|
Yamaha WR 450 F 2-Trac
 
Los prototipos con tracción total se hicieron realidad
hace ya unos años, pero ha sido Yamaha la que ha abierto la caja
de los truenos; el resultado no ha podido ser mejor
En el mundo de la moto, el progreso y el diseño de nuevas
monturas y conceptos están a la orden del día. Pero, como todo
en esta vida, lanzarse al vacío para ofrecer al consumidor del
presente algo del futuro conlleva riesgo. Ahora bien, como la
ciencia se está imponiendo sobre la fe, la marca japonesa y los
técnicos de Öhlins han sido capaces de concebir un sistema muy
sencillo, y a la vez muy resolutivo, con el que transmitir
potencia a la rueda delantera.
El
sistema, patentado con el nombre 2-Trac, utiliza una
bomba hidráulica situada encima de la caja de cambios
que bombea fluido hidráulico a través de conductos de
alta presión hasta el buje delantero, el cual alberga un
pequeño motor de un solo engranaje. Con esto se consigue
que, de una forma totalmente independiente, el motor
proporcione más presión de hidráulico a la rueda
delantera conforme la trasera va perdiendo tracción.

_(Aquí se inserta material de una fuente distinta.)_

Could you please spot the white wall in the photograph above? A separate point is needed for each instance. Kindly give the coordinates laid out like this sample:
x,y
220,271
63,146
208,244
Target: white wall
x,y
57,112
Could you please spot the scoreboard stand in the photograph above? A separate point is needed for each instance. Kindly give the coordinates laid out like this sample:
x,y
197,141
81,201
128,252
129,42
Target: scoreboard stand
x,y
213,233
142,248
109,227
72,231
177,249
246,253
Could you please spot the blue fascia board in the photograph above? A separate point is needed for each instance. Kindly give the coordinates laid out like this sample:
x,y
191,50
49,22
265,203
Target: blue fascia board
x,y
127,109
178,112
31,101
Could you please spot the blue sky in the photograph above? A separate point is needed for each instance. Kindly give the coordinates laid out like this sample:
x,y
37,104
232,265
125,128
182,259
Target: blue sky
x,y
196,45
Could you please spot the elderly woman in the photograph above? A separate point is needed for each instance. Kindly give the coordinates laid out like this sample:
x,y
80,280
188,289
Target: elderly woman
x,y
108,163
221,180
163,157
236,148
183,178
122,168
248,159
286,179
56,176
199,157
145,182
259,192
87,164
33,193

Las principales diferencias respecto de la WR 450 F
estándar se aprecian en el lado izquierdo del motor (con
la bomba hidráulica y el mecanismo que alberga la cadena
dentada) y en los latiguillos anchos que recorren toda
la parte delantera hasta el buje, también de tamaño muy
particular. El resto son el equipo de suspensiones, el
amortiguador de dirección Öhlins y el diseño específico
de los gráficos y plásticos protectores. Conviene
señalar que la carrocería mantiene la esencia WR de
enduro, con una acertada combinación de tonalidades (que
se compenetran bien con el dorado Öhlins) y un perfil
bien agresivo.
La posición de conducción es erguida (ideal para abrir
gas desde el principio) y permite moverse sobre ella con
soltura, y así repartir el peso a nuestro antojo. La
verdad es que sólo una vez en marcha y a baja velocidad
percibes la diferencia de peso entre la 2-Trac y la
estándar. Sin embargo, la curiosidad hace que la vista
se desplace a la rueda delantera mientras el cerebro
transmite a la muñeca el giro firme y sin
contemplaciones del gas. ¡Y sí!, las piedras y la tierra
salen despedidas debajo de tus pies. Esto funciona. Lo
que aún queda por delante es una jornada de adaptación y
percepción de sensaciones en todo tipo de situaciones.
Alucinante
Con sólo mantener el puño del gas en su primer tercio,
esta máquina sube por donde le pidas.
La doble tracción no es desconectable; ni está
previsto
La diferencia es clara. Con una moto estándar el tren
delantero va más o menos por donde se le pide, pero el
trasero fluye a su propia voluntad. En el caso de la
2-Trac, esto cambia notablemente. A velocidad muy alta,
aun circulando en barro o en arena muy suelta, se
mantiene tan firme como si rodara sobre raíles. Y eso
sin olvidar que al pegar fuerte con piedras enganchadas
o las molestas raíces de los árboles, parece como si la
tracción ayudara a sobrepasarlas con mayor facilidad.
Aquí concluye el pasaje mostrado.